Your collection – the Philpot Collection – is now at the Oxford University Museum of Natural History, where it has been since 1880. It includes more than 40 type specimens, and it contains the holotype of Dapedium punctatum and part of the holotype of Squaloraja polyspondyla. What does it mean to you to know that your specimens are still being studied?

It means that I did my work properly. A type specimen is the reference standard for a species – if it is lost or degraded, the species description becomes uncertain. That my labels are still legible, that my provenance data is still trusted, that scholars still consult the collection nearly two hundred years after I assembled it – that is a vindication I could not have imagined but had always hoped for.

And the Lyme Regis Museum – originally called the Philpot Museum – was founded by your nephew Thomas on the very site of Mary Anning’s old home and fossil shop. The two of you are literally inseparable, even in stone.

That would have amused Mary. She would have said something rude about spinsters and then laughed. I miss her laugh. It was completely indecorous.

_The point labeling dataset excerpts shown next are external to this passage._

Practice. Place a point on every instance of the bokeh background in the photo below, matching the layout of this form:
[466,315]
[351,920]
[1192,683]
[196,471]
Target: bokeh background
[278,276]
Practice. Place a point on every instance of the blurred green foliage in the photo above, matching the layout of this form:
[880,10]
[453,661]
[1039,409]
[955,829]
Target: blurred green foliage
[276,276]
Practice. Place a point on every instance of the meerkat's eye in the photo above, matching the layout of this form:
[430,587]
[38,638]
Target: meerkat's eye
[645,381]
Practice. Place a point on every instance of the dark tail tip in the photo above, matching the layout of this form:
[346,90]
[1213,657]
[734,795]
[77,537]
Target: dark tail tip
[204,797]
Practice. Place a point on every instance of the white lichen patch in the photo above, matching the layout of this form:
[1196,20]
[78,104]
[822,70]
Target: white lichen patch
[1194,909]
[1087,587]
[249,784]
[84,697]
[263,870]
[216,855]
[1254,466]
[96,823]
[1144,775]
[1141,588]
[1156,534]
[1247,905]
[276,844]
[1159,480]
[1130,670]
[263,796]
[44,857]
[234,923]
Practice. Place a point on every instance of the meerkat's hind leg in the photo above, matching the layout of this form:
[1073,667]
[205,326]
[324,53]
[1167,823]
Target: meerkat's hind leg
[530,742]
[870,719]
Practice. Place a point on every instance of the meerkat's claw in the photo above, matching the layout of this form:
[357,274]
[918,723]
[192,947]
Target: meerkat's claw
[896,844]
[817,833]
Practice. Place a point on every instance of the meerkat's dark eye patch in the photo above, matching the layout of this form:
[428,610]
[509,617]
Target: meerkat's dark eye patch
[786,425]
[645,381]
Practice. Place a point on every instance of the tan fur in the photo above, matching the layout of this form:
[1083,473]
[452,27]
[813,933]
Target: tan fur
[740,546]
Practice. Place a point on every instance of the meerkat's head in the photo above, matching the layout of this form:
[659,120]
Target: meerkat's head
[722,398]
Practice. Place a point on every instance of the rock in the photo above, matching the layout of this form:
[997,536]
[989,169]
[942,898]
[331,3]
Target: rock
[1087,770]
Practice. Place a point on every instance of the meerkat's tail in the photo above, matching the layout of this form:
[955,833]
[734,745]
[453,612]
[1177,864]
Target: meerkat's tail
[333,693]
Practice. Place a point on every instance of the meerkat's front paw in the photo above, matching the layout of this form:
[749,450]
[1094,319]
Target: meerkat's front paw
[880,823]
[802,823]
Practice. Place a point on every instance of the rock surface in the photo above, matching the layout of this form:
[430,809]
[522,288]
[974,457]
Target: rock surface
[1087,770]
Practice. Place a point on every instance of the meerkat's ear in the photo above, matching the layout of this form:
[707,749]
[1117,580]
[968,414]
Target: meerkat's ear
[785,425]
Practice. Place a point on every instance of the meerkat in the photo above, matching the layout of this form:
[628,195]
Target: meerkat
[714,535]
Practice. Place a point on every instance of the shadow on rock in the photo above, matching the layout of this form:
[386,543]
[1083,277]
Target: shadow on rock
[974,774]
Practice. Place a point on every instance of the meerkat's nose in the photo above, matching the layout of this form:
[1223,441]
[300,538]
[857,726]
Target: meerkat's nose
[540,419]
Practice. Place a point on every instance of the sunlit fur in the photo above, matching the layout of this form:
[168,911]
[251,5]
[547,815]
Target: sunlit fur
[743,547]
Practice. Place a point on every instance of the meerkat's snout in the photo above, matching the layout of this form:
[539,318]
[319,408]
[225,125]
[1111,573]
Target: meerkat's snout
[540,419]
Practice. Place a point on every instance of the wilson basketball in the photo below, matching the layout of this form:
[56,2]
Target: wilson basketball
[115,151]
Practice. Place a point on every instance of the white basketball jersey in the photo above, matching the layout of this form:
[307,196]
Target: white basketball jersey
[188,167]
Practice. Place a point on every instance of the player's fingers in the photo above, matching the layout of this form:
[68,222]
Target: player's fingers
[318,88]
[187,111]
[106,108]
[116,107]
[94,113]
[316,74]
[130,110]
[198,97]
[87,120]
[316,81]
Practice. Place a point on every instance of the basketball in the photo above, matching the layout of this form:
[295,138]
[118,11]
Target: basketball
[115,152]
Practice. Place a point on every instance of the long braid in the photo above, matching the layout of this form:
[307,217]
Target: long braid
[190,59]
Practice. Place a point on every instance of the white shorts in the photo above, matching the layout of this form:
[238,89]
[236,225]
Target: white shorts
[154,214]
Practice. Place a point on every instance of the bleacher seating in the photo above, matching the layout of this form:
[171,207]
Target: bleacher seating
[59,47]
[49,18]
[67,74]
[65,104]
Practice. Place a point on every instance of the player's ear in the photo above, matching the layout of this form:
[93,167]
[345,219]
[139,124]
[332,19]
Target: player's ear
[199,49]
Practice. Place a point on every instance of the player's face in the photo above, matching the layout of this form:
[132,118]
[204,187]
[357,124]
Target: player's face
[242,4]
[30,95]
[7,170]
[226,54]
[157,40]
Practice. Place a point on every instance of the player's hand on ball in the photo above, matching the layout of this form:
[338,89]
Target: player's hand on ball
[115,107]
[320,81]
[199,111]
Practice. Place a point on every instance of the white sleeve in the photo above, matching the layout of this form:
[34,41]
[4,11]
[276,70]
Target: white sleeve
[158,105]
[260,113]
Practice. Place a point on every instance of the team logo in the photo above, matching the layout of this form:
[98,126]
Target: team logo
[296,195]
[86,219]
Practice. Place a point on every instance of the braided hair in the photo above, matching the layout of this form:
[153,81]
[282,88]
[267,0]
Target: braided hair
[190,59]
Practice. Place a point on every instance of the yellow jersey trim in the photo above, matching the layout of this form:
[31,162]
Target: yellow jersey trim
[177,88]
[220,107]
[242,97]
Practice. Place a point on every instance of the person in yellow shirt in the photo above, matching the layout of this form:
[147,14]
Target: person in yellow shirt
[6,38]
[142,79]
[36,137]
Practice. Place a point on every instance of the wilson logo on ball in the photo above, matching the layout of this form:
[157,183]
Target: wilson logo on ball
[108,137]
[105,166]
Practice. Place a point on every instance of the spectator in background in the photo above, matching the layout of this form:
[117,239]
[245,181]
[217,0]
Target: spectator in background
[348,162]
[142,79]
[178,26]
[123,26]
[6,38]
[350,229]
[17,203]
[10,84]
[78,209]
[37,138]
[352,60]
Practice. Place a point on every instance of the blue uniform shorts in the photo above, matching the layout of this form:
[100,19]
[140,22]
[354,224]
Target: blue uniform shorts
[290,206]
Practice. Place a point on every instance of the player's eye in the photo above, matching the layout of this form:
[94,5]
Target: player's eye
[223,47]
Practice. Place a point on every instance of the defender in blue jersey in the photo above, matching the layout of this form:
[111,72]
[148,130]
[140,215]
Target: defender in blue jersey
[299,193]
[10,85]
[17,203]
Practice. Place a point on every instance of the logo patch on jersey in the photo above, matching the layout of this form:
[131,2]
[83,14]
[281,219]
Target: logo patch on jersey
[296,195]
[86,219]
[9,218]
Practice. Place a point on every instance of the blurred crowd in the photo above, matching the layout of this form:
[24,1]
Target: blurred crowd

In 2012, a team of chemists published a paper in the Proceedings of the National Academy of Sciences confirming what you discovered empirically in your sitting room – that fossil cephalopod ink preserves its original eumelanin chemistry virtually intact across 160 million years. They used mass spectrometry, X-ray photoelectron spectroscopy, and solid-state nuclear magnetic resonance to prove it. You used a dish of water and a paintbrush.​

I am pleased to hear that their instruments agreed with my dish of water.

The discovery has implications for understanding the preservation of organic molecules in deep time, for pigment chemistry, and even for the reconstruction of colour in extinct animals. Your observation – that the ink could be reconstituted – was the first step in a research programme that continues to this day.​

I did not think of it as a “research programme.” I thought of it as a curiosity. Mary found something strange; I tried something obvious. The obvious thing worked. That is often how science proceeds – not in grand theoretical leaps, but in small practical tests. What happens if I add water? What happens if I grind it finer? What happens if I try a different brush? Science is a sequence of “what happens if,” conducted by people too stubborn to stop asking.

You have been portrayed in recent years by Fiona Shaw in the film Ammonite and as a central character in Tracy Chevalier’s novel Remarkable Creatures. How does it feel to be rediscovered?

Gratifying and slightly absurd. I understand that in one version of events I am depicted as a romantic figure, which I assure you I was not. I was a woman in a bonnet with a hammer and a magnifying glass, covered in Lias mud. Romance was not the primary consideration.

But the broader point of these portrayals – that women like you were essential to the history of science, and that your contributions were erased or minimised – that point is valid?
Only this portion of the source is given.